A MAN who twice nearly died from cancer wants to use his health insurance payout to build a £300,000 rural youth centre.
Simon Harding, who owns Broomheath Plantation in Stapleford, near Tarvin, wants to build a visitors' centre for use by youth groups, scouts and schools.
It would provide youngsters with an outdoor base to camp, play and learn, while surrounded by growing trees and countryside.
Surgeons have saved Mr Harding's life twice - removing a brain tumour in December, 2005, and his cancerous spleen in January, 2004.
He suffered from marginal zone lymphoma. He has now been given the all clear, but doctors have said they do not know whether the cancer will recur.
Mr Harding, who lives with his wife and two children in Northwich, said: 'I want to build a multi-purpose visitors' centre that many local youth groups and schools can take advantage of, something similar to the centre at Delamere Forest.'
He explained that after his second operation he 'bought the field and set about the plan to spend my critical illness insurance that I gained through my job at Choice UK on something worthwhile to the community.
'This woodland area is so beautiful and it is perfect for young people to enjoy and learn about the outdoors.'
The plantation is Mr Harding's second such project.
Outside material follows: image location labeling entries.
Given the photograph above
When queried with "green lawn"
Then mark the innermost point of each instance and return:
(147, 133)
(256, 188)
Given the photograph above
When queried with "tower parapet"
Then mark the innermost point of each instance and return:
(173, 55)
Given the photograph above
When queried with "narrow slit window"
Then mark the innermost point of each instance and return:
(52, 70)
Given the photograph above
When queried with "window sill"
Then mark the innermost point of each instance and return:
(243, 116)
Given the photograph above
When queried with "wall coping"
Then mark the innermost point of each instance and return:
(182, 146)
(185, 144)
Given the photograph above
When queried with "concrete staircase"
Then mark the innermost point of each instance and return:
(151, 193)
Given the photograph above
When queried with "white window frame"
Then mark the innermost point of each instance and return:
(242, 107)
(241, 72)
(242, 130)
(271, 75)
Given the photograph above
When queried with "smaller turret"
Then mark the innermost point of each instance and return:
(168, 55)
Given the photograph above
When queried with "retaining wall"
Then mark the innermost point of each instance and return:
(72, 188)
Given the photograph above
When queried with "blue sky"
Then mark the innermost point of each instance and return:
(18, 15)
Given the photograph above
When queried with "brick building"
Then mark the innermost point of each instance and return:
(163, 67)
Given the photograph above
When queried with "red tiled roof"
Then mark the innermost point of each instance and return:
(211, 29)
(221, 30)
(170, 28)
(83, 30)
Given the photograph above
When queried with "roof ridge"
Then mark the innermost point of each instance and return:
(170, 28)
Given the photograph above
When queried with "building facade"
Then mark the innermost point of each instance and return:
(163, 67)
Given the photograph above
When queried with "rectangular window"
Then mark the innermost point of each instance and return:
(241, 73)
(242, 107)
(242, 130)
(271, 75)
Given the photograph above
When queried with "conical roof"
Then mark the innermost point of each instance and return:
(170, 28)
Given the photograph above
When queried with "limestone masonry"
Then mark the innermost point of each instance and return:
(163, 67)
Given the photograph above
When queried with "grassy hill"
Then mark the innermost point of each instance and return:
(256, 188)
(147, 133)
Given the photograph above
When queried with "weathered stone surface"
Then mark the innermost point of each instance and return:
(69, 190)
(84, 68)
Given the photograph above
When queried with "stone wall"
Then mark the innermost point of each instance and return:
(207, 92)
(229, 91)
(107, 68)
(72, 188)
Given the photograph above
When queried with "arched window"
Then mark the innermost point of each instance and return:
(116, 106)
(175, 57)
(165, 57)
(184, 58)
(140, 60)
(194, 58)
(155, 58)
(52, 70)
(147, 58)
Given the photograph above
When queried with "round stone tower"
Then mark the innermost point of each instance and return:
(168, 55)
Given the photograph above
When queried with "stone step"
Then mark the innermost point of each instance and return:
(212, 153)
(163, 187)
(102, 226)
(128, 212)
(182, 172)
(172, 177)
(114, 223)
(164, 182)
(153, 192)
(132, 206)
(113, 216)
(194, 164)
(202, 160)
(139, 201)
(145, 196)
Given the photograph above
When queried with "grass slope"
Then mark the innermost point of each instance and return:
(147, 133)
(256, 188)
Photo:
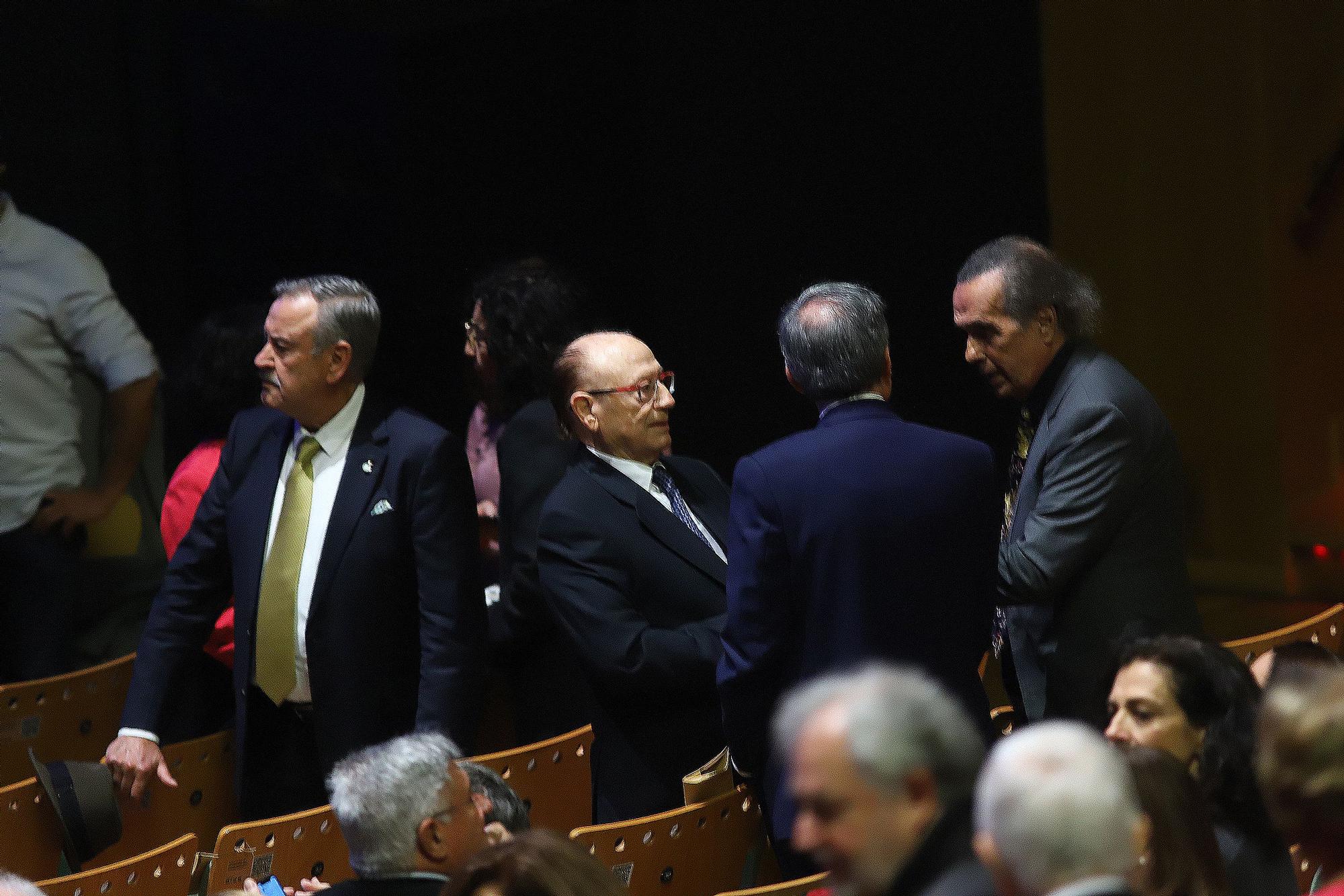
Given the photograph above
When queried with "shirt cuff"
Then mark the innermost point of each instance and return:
(139, 733)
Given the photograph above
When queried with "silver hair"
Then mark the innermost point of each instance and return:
(897, 721)
(1060, 805)
(14, 886)
(346, 311)
(381, 796)
(834, 341)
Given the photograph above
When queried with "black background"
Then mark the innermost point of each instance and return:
(696, 163)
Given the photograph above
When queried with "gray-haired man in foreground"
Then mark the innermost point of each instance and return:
(882, 764)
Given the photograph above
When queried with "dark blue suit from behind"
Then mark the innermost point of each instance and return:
(866, 538)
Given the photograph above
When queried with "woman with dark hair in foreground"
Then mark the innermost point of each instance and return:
(1182, 858)
(1198, 702)
(538, 863)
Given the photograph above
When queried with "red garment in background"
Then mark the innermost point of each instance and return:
(186, 488)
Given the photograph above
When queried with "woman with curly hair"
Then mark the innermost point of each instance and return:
(1198, 702)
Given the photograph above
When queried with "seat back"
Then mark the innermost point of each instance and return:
(30, 835)
(202, 804)
(705, 848)
(1326, 629)
(553, 777)
(796, 887)
(166, 871)
(306, 844)
(71, 717)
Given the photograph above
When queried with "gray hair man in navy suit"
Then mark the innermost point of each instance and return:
(865, 538)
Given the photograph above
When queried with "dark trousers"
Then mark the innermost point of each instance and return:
(282, 773)
(40, 589)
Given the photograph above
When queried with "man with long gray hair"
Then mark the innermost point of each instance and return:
(882, 764)
(865, 538)
(1057, 813)
(1091, 542)
(346, 531)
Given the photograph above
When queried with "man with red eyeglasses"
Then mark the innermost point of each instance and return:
(632, 565)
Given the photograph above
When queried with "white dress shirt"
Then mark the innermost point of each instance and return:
(643, 476)
(329, 465)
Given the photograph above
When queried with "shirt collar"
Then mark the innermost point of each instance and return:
(1045, 388)
(639, 474)
(335, 435)
(861, 397)
(1093, 886)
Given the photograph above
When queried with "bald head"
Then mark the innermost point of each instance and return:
(608, 397)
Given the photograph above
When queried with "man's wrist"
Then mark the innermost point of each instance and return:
(139, 733)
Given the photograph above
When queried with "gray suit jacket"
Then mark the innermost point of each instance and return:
(1096, 553)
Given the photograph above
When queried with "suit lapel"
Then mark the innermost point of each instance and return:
(257, 494)
(658, 521)
(360, 482)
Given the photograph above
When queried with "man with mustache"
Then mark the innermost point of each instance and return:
(347, 534)
(632, 566)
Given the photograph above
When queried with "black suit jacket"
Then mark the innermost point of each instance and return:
(642, 600)
(397, 621)
(1096, 551)
(552, 694)
(868, 538)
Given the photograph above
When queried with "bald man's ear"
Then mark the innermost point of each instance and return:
(583, 406)
(338, 362)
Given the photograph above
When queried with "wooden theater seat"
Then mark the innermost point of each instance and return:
(798, 887)
(161, 872)
(1326, 629)
(306, 844)
(705, 848)
(202, 804)
(30, 835)
(1003, 719)
(553, 777)
(71, 717)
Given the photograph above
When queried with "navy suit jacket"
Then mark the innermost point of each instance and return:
(397, 621)
(1097, 547)
(866, 538)
(640, 598)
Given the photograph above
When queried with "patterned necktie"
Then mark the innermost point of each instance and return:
(665, 482)
(278, 605)
(1026, 432)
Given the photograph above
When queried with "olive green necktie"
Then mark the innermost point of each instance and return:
(279, 602)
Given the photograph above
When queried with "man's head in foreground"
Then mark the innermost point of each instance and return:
(876, 760)
(1057, 805)
(407, 807)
In 2002 land belonging to his wife's parents was turned into woodland near Rowton Hall Hotel, in memory of his first son, William, who was stillborn in 1999. The area is now named William's Wood.
The plans for Broomheath, which are being submitted to Chester City Council, include a classroom, toilets and changing rooms, storage and a retail area to sell Christmas trees in winter, which are grown on the plantation.
The building will be placed in the centre of the plantation and is only one floor, to reduce the visual impact.
Cheshire Scouts County Commissioner Eddie Johnson said: 'It is a great idea and would be a wonderful local resource.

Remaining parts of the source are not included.